A loss of spacial navigation is one of the first symptoms of dementia, but according to Deutsche Telekom, researchers are unable to differentiate when people are getting lost because it’s an early symptom of the disease, or they are getting lost as a result of natural aging. The app developers aim to use this game to create a benchmark for spacial navigation.

“We knew that there must be a way of empowering everyone to share their time to help to move us one step closer to a breakthrough in the field of dementia,” Deutsche Telekom Chief Brand Officer Hans-Christian Schwingen said in a statement. “At the same time, we realized that if we wanted to achieve real scale and truly make a difference, we needed to make it fun for everyone involved. We needed to create something that would get people gaming for good."

The Sea Hero Quest game, which is available for iOS and Android devices, guides users through mazes, including arctic rivers, golden shores, and mystic marshes. Users collect their memories in a journal, chase magical creatures, and collect starfish that they can trade in for equipment improvements. 

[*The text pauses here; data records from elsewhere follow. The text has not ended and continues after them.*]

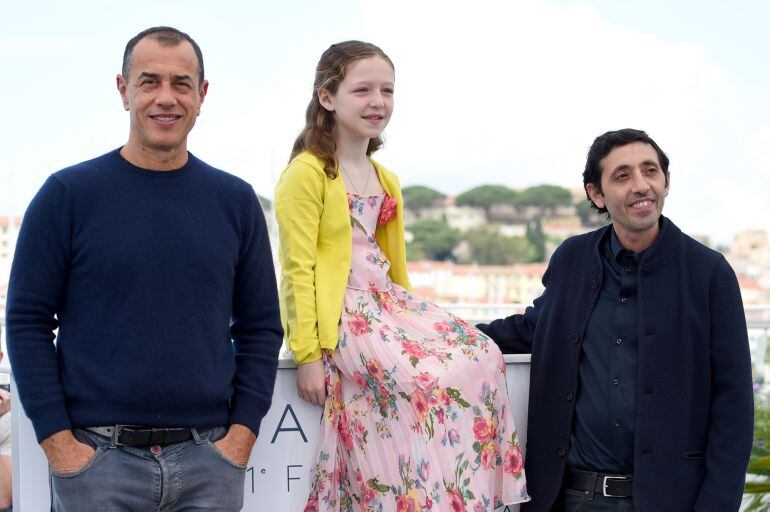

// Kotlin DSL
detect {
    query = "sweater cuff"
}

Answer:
[228,402,267,437]
[289,339,322,365]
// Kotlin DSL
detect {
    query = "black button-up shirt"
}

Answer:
[567,230,642,474]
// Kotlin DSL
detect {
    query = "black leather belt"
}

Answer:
[564,468,634,498]
[86,425,209,446]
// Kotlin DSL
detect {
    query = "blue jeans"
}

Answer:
[558,489,634,512]
[51,427,246,512]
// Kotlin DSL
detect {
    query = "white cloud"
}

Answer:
[363,0,770,243]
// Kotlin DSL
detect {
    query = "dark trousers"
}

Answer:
[556,489,634,512]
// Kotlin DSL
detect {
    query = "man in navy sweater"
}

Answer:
[479,129,753,512]
[7,27,283,511]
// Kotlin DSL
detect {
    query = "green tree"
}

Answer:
[575,200,609,226]
[466,227,537,265]
[401,185,446,210]
[455,185,516,209]
[526,217,545,261]
[407,219,460,261]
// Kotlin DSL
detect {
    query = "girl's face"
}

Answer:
[318,57,395,145]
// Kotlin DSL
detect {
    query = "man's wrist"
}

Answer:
[227,423,257,447]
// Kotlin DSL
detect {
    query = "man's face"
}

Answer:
[586,141,668,242]
[117,37,208,158]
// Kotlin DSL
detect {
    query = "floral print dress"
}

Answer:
[305,194,529,512]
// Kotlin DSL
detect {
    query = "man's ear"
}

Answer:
[586,183,604,208]
[198,80,209,115]
[318,89,334,112]
[115,73,128,110]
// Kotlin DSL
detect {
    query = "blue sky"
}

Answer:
[0,0,770,242]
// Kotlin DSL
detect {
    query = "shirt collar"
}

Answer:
[610,228,644,264]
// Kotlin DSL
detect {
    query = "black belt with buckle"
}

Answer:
[564,468,634,498]
[86,425,209,446]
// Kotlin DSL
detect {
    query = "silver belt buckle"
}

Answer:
[602,475,628,498]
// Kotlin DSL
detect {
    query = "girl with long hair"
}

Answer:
[275,41,529,512]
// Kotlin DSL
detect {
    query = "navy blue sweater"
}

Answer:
[7,150,283,441]
[479,217,754,512]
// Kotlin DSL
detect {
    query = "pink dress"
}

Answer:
[305,194,529,512]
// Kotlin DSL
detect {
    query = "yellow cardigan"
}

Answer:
[275,152,411,364]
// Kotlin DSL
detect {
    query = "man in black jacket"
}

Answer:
[479,129,753,512]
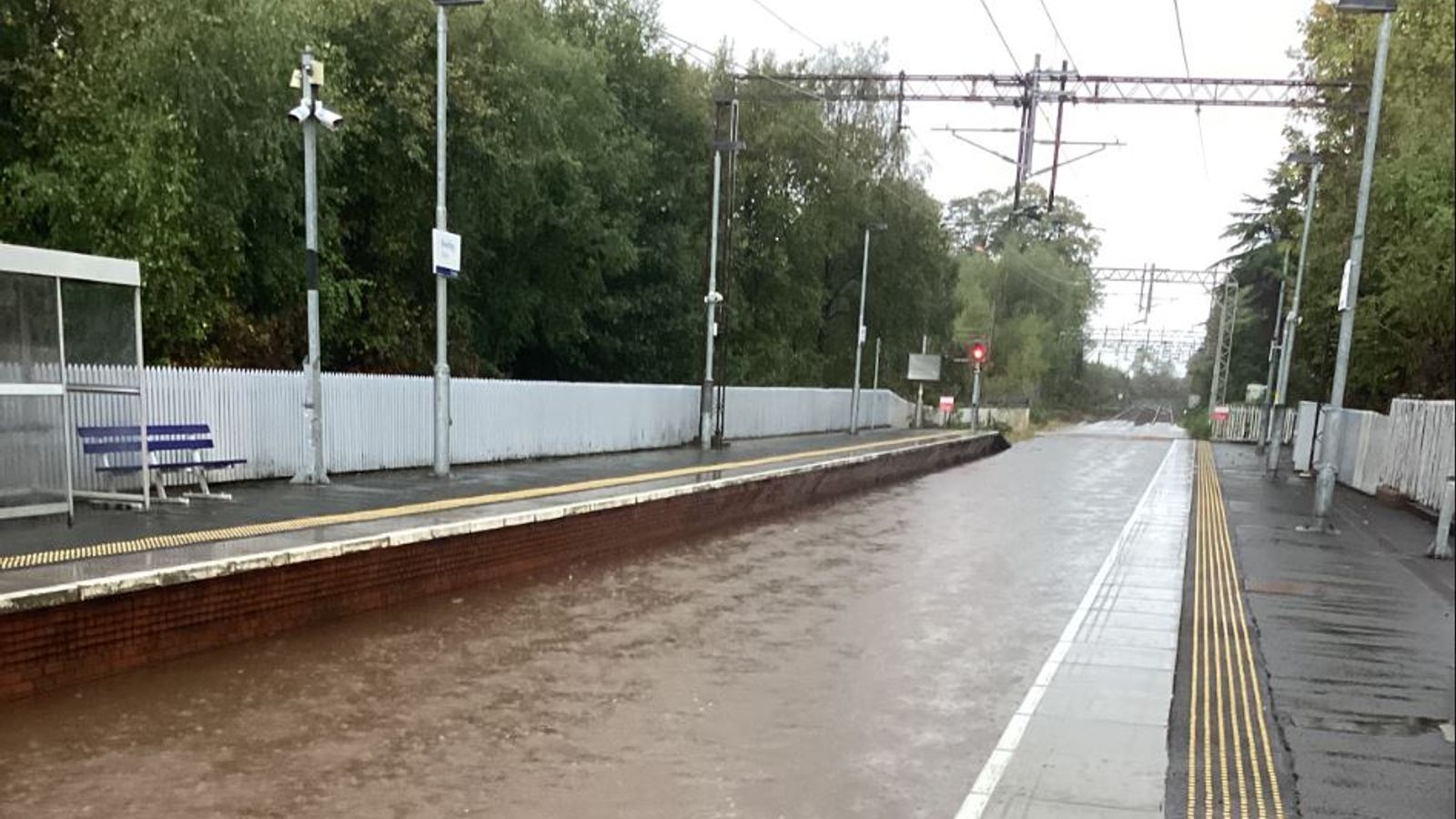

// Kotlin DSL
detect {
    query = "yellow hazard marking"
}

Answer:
[1187,441,1284,819]
[0,431,966,571]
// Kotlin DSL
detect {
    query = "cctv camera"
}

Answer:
[313,105,344,131]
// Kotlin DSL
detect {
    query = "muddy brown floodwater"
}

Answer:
[0,437,1167,819]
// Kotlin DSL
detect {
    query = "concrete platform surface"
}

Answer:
[1216,444,1456,819]
[0,430,968,611]
[0,422,1187,819]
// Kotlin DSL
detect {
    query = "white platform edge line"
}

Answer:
[956,440,1185,819]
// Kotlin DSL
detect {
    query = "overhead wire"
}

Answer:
[672,10,934,208]
[981,0,1070,145]
[1036,0,1083,75]
[748,0,828,51]
[1165,0,1208,179]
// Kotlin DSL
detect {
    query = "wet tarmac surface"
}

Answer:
[0,427,1168,819]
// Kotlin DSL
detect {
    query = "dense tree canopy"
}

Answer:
[1189,0,1456,411]
[0,0,956,383]
[0,0,1456,407]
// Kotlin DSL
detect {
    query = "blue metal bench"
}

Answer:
[76,424,248,502]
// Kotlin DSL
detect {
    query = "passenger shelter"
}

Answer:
[0,242,151,519]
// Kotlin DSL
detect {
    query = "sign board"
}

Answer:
[430,228,460,278]
[1340,259,1356,312]
[905,353,941,380]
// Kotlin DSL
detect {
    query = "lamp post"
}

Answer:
[1308,0,1396,531]
[849,225,885,436]
[431,0,485,478]
[288,48,344,484]
[1264,152,1325,477]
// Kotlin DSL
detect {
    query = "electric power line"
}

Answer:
[750,0,828,51]
[981,0,1021,75]
[1165,0,1208,179]
[1174,0,1192,77]
[1036,0,1083,73]
[981,0,1070,135]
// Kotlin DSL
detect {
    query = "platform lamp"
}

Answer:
[1300,0,1396,532]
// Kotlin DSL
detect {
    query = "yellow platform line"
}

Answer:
[1204,443,1284,819]
[1187,443,1284,819]
[0,431,966,571]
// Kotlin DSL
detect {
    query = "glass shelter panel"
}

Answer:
[0,269,61,381]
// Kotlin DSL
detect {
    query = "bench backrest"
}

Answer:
[76,424,214,455]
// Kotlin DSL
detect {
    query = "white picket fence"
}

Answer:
[1380,398,1456,509]
[1213,404,1294,443]
[1294,398,1456,509]
[0,359,913,490]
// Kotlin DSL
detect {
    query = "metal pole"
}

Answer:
[1264,162,1322,475]
[869,335,885,427]
[912,335,930,429]
[1254,248,1289,453]
[971,361,981,431]
[56,277,75,512]
[293,49,329,484]
[869,335,879,390]
[849,226,869,436]
[1046,60,1067,213]
[1208,287,1228,419]
[133,287,151,511]
[1315,12,1393,529]
[434,5,450,478]
[697,148,723,449]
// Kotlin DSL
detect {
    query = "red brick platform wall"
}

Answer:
[0,436,1009,701]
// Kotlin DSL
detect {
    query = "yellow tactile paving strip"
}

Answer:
[0,431,966,571]
[1187,441,1284,819]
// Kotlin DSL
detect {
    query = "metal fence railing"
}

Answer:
[1380,398,1456,509]
[1294,398,1456,509]
[1213,404,1294,443]
[11,364,913,490]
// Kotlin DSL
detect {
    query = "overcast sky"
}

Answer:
[661,0,1310,363]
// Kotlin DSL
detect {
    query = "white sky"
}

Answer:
[661,0,1310,363]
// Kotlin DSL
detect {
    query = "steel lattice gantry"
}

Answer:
[1082,327,1204,359]
[735,70,1363,108]
[1090,267,1228,290]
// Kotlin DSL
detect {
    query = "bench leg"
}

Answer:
[143,466,187,506]
[182,470,233,500]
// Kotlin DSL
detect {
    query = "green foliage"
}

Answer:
[1189,0,1456,410]
[0,0,978,386]
[946,187,1117,408]
[1178,407,1213,440]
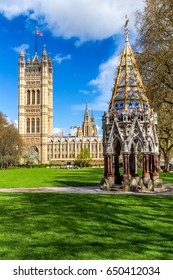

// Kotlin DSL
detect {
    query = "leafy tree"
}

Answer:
[74,148,92,166]
[23,147,39,164]
[136,0,173,171]
[0,112,23,167]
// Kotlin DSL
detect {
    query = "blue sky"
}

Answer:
[0,0,144,134]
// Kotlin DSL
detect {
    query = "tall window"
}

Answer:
[37,90,40,104]
[26,118,30,133]
[27,90,31,105]
[32,90,35,104]
[36,118,40,133]
[32,118,35,133]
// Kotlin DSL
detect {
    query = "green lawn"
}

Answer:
[0,193,173,260]
[0,168,103,188]
[0,168,173,188]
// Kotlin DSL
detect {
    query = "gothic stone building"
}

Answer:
[18,47,103,164]
[102,20,162,191]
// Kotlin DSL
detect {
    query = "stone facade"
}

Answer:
[18,47,103,164]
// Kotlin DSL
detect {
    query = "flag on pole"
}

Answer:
[36,29,43,36]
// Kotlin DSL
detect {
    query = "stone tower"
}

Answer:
[82,105,97,136]
[102,19,162,191]
[18,46,53,163]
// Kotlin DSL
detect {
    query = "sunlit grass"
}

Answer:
[0,193,173,260]
[0,168,173,188]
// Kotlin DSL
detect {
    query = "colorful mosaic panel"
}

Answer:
[128,101,140,109]
[128,71,136,86]
[141,93,147,101]
[128,65,133,71]
[128,87,139,99]
[115,88,125,99]
[119,71,126,86]
[114,101,124,110]
[143,102,148,110]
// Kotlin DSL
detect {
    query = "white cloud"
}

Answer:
[79,89,97,95]
[13,120,18,128]
[13,44,29,53]
[72,50,120,111]
[53,127,65,135]
[53,53,71,64]
[0,0,144,44]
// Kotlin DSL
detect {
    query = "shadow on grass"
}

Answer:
[46,169,103,187]
[0,193,173,260]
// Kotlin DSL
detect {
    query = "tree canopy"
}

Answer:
[0,112,22,167]
[136,0,173,170]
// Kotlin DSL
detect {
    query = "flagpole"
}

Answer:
[35,26,38,54]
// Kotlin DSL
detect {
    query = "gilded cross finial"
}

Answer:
[124,15,129,42]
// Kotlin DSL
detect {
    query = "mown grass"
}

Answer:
[0,168,103,188]
[0,168,173,188]
[0,193,173,260]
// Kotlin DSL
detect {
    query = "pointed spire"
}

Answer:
[26,53,31,65]
[20,45,24,57]
[109,17,149,113]
[124,15,129,42]
[42,44,47,59]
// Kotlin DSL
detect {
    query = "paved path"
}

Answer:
[0,184,173,195]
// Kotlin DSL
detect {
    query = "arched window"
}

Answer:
[37,90,40,104]
[32,90,35,104]
[27,90,31,105]
[36,118,40,133]
[32,118,35,133]
[26,118,30,133]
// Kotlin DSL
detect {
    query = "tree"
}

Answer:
[0,112,23,167]
[136,0,173,171]
[74,148,92,166]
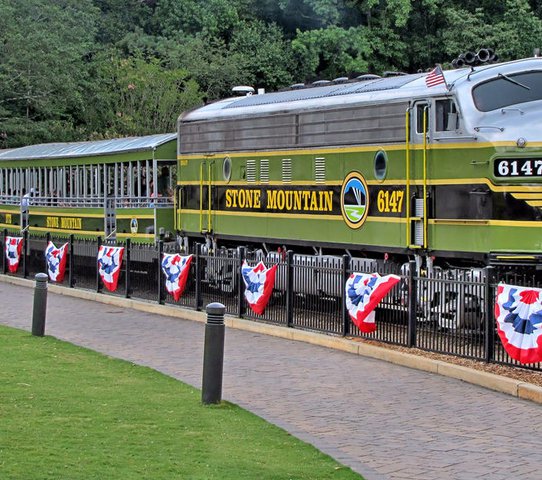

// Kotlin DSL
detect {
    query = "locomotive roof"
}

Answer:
[180,58,542,122]
[0,133,176,161]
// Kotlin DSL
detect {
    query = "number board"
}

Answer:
[493,158,542,177]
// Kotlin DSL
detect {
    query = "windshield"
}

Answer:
[472,72,542,112]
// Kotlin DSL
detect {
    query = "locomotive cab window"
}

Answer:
[416,103,429,135]
[435,99,459,132]
[472,71,542,112]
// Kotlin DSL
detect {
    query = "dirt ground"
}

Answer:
[352,338,542,387]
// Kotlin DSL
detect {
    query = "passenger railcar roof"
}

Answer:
[0,133,177,161]
[180,69,466,122]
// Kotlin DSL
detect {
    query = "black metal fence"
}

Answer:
[0,230,542,371]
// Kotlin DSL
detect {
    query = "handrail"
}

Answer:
[405,107,412,248]
[207,162,212,232]
[199,162,203,232]
[423,105,429,248]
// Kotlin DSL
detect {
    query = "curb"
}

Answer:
[4,275,542,404]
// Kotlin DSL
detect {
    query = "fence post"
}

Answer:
[484,266,495,363]
[286,250,294,327]
[201,303,226,404]
[237,247,245,318]
[23,230,28,278]
[94,237,102,293]
[156,239,164,304]
[32,273,49,337]
[68,233,75,288]
[196,243,203,311]
[2,228,8,275]
[341,255,350,337]
[124,238,132,298]
[407,260,418,347]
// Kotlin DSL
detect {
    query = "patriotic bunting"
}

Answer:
[162,253,192,302]
[241,262,277,315]
[98,245,124,292]
[345,273,401,333]
[495,283,542,363]
[5,237,23,273]
[45,242,68,283]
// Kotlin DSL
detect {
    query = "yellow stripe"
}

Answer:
[178,178,542,193]
[117,233,154,240]
[182,209,542,228]
[28,227,105,237]
[429,218,542,228]
[177,141,542,160]
[29,208,104,218]
[206,210,343,220]
[182,210,405,223]
[117,215,154,220]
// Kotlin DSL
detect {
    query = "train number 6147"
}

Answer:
[376,190,405,213]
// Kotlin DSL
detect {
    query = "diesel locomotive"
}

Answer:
[175,53,542,276]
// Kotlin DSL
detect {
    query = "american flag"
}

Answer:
[425,65,448,88]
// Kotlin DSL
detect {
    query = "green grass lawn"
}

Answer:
[0,326,361,480]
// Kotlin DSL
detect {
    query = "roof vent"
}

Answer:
[312,80,331,87]
[356,73,382,82]
[231,85,254,97]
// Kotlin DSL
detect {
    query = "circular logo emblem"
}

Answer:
[341,172,369,228]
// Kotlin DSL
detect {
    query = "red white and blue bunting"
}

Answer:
[45,242,68,283]
[495,283,542,363]
[162,253,192,302]
[98,245,124,292]
[241,262,277,315]
[345,273,400,333]
[5,237,23,273]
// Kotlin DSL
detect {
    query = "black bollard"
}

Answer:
[201,303,226,404]
[32,273,48,337]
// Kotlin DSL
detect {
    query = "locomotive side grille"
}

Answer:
[282,158,292,183]
[314,157,326,183]
[247,160,256,183]
[414,198,424,217]
[260,158,269,183]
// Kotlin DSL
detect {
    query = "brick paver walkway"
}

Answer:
[0,282,542,480]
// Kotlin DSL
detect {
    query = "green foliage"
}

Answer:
[292,27,373,79]
[89,52,205,136]
[0,0,98,146]
[0,0,542,147]
[0,327,361,480]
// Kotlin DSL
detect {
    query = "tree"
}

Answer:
[0,0,98,146]
[88,52,202,137]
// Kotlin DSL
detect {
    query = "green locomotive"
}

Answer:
[0,133,176,242]
[176,54,542,268]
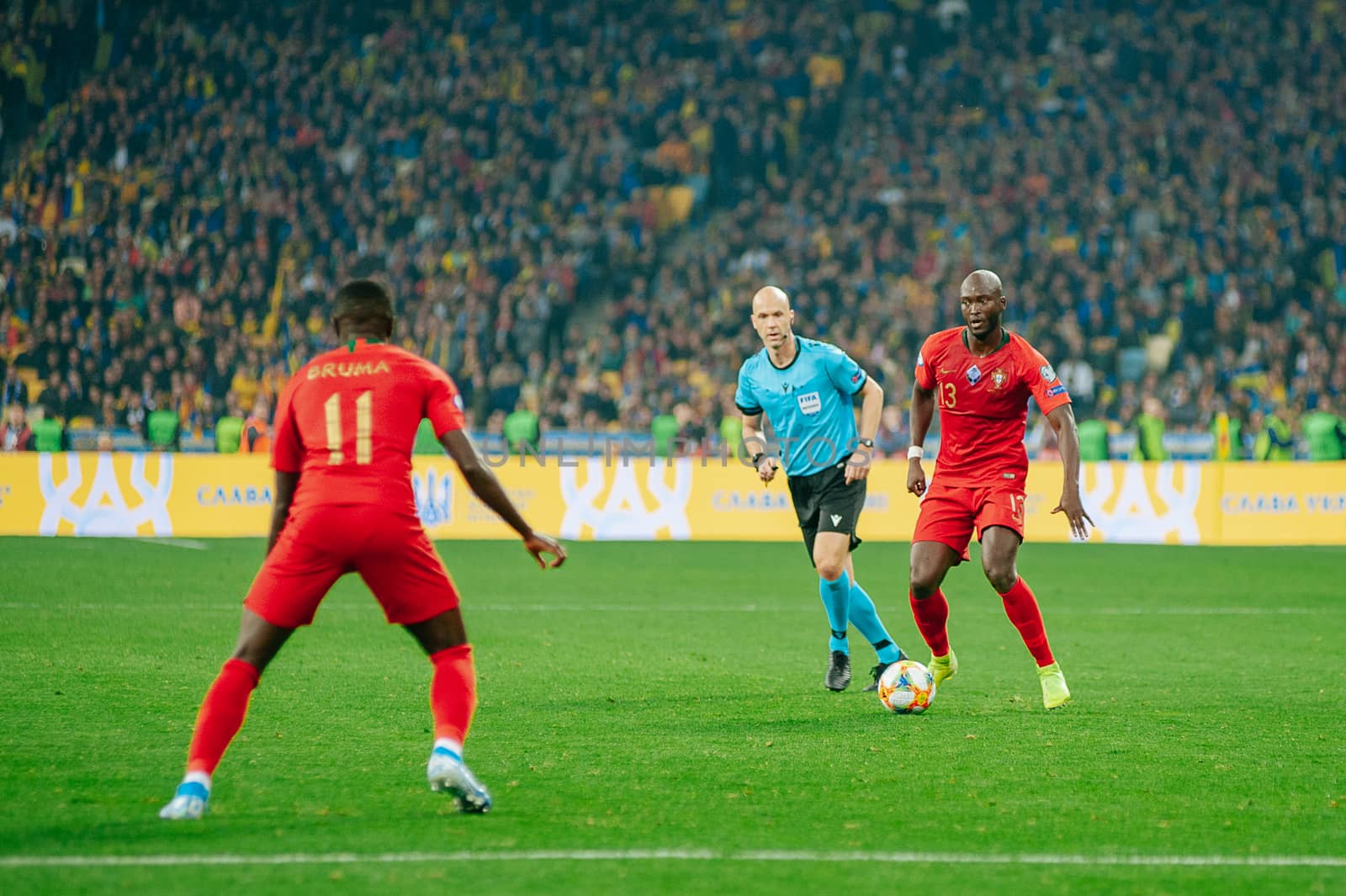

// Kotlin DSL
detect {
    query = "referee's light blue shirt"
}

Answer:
[734,337,868,476]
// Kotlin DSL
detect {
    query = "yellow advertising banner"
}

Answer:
[1220,461,1346,545]
[0,453,1346,545]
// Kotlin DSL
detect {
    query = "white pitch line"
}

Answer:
[0,849,1346,867]
[136,535,210,550]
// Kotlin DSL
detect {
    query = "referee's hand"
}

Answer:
[845,451,873,485]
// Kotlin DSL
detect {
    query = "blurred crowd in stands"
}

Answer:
[0,0,1346,456]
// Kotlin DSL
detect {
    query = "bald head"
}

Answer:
[960,269,1005,339]
[752,287,790,315]
[752,287,794,351]
[960,269,1004,296]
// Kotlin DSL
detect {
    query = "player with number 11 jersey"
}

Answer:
[159,280,565,820]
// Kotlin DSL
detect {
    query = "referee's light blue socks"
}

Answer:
[819,569,851,654]
[851,582,902,663]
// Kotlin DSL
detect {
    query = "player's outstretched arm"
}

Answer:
[1047,405,1094,539]
[439,429,565,569]
[267,469,299,554]
[907,384,934,498]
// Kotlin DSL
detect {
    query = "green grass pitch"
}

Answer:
[0,538,1346,893]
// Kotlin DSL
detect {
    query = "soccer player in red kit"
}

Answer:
[907,270,1093,709]
[159,280,565,819]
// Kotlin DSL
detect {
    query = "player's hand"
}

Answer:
[1052,488,1097,541]
[523,532,565,569]
[907,458,925,498]
[845,451,873,485]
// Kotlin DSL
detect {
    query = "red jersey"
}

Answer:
[917,327,1070,488]
[272,339,464,514]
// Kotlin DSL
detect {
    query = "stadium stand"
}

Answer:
[0,0,1346,458]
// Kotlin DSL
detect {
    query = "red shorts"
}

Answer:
[911,478,1025,559]
[244,505,458,628]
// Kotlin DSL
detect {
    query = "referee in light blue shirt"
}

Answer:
[734,287,906,690]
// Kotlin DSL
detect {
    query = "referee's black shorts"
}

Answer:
[786,463,866,562]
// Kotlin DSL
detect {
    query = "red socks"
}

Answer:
[1001,579,1055,666]
[187,660,261,775]
[429,644,476,744]
[907,589,949,656]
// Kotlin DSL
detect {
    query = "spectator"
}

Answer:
[0,404,35,451]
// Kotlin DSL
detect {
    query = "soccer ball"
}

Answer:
[879,660,934,713]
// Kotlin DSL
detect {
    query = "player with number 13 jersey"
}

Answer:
[907,270,1093,709]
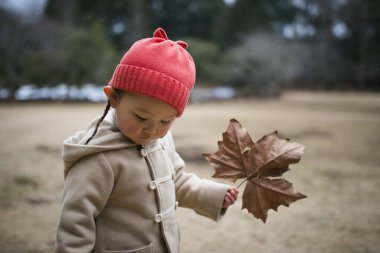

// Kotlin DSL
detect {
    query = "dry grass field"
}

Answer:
[0,92,380,253]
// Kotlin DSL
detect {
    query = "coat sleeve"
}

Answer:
[163,134,229,221]
[55,153,114,253]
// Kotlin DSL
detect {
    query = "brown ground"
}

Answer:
[0,92,380,253]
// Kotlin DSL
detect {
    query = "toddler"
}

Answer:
[55,28,238,253]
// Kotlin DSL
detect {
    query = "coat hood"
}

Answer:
[62,109,137,178]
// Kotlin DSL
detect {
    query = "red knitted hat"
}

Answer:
[110,28,195,117]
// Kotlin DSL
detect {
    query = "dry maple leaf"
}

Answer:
[203,119,306,222]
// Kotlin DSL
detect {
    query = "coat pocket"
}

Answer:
[103,244,153,253]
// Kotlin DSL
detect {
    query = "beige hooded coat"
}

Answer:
[55,111,228,253]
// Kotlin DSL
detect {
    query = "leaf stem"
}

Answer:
[237,178,248,188]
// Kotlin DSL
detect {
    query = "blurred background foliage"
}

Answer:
[0,0,380,98]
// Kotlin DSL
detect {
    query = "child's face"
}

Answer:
[104,86,177,145]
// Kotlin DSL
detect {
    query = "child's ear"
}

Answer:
[103,85,117,108]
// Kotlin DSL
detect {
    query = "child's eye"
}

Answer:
[135,114,146,122]
[161,120,172,125]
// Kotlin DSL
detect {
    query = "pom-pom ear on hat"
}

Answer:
[110,28,195,117]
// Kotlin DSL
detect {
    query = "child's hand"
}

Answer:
[223,186,239,208]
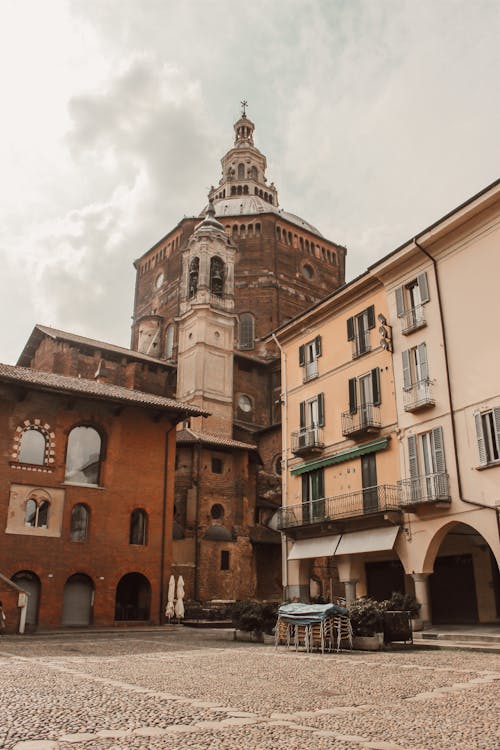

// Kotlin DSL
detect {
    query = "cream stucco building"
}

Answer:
[275,181,500,623]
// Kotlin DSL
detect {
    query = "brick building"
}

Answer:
[0,365,205,631]
[12,108,346,601]
[131,113,346,601]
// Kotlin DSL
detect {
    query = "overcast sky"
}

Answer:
[0,0,500,363]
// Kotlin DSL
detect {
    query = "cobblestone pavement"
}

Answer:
[0,627,500,750]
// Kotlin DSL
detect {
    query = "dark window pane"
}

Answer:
[66,427,101,484]
[18,430,45,465]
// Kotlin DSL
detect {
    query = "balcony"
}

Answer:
[278,484,401,531]
[398,471,451,510]
[399,305,427,336]
[403,379,436,412]
[342,404,382,438]
[302,359,319,383]
[352,329,371,359]
[292,427,324,456]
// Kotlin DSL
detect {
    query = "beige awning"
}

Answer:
[288,534,340,560]
[335,526,399,556]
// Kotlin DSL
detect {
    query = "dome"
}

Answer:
[200,195,323,237]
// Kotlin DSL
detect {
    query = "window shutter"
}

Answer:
[314,336,321,357]
[431,427,446,474]
[474,409,486,466]
[349,378,357,414]
[396,286,405,318]
[417,273,430,304]
[372,367,381,406]
[408,435,418,479]
[347,318,354,341]
[318,393,325,427]
[417,342,429,381]
[401,349,411,391]
[315,469,325,500]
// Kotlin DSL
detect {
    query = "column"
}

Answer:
[411,573,431,625]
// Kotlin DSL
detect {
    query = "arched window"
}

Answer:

Two minutes of gameplay, Deutsche Telekom said, represent 5 hours of conventional research. Additionally, if 100,000 people play the game for 2 minutes, researchers can generate the equivalent of more than 50 years of this lab-based research. All of the data that the game collect will be anonymized and stored within the T-Systems data center in Germany.

“The data set that Deutsche Telekom’s Sea Hero Quest generates is truly unprecedented, until now these kind of investigations took years to coordinate and at best gave us a snap shot of how a very small sample of volunteers behaved,” Alzheimer’s Research UK Chief Executive Hilary Evans said in a statement. “The largest spatial navigation study to date comprised less than 600 volunteers. Providing the research community with access to an open source data set of this nature, at this scale, in such a short period of time is exactly the kind of innovation required to unlock the next breakthrough in dementia research.”

Earlier this year, Boston, Massachusetts-based Akili Interactive Labs, which has developed a video game intervention for cognitive conditions, raised $30.5 million. Akili’s offering, a video game called Project: Evo, is based on research from UCSF. One of the conditions Akili’s game is designed to treat is Alzheimer’s, which is the most common cause of dementia.